If it wasn’t Ety hogging Soli, then it was Irene. She would hover around Soli like a busy bumblebee, and had taken particular interest in pushing Soli out the door every morning before Randolph could even say hello. They’d come back sometimes with a courier in tow, carrying some new thing that Irene would declare, “Soli just had to have!”
If it wasn’t shopping, it was some kind of treatment that Soli didn’t seem to want.

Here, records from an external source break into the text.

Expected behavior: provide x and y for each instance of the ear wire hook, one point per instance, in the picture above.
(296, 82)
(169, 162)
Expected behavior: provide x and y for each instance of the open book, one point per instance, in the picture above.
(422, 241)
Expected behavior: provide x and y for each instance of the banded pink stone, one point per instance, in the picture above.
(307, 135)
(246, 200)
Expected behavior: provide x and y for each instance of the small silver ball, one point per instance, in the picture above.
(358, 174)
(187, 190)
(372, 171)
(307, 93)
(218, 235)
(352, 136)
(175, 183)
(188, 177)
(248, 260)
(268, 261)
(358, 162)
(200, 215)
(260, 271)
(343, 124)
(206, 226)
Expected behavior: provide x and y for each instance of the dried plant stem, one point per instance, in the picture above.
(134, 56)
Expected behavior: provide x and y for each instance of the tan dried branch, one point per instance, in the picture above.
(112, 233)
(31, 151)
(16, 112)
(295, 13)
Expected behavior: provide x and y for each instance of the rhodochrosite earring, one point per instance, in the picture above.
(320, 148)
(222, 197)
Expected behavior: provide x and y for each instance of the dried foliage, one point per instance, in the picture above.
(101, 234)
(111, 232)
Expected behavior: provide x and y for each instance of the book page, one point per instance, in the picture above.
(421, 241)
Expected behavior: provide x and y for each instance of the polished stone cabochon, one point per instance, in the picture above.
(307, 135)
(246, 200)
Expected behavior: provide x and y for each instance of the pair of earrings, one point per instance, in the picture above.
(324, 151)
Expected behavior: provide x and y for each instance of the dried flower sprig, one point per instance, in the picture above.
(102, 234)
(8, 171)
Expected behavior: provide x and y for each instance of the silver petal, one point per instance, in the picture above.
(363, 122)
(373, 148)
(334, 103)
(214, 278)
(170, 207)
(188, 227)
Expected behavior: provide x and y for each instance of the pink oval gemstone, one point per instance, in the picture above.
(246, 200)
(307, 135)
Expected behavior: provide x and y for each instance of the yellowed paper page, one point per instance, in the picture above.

Her skin was scrubbed, her hair washed and treated with Venari olive oil, her nails groomed, and her face plucked. Slowly, Soli didn’t seem to look quite the same to Randolph. She had lost that armored air to her, and she appeared soft and very Avelinian. Randolph didn’t like it at all.
Every time he’d try to talk to her, something would come up—as if Soli was being watched. Irene would walk in on them and pull her away: she was needed for party planning, Ety needed her for some reason, or an emergency shopping trip was incipient.
Randolph was beginning to feel rather lonely at the Reinout estate. He had quickly grown to like the idea of Soli being around, and, when it didn’t happen, he felt her absence thoroughly.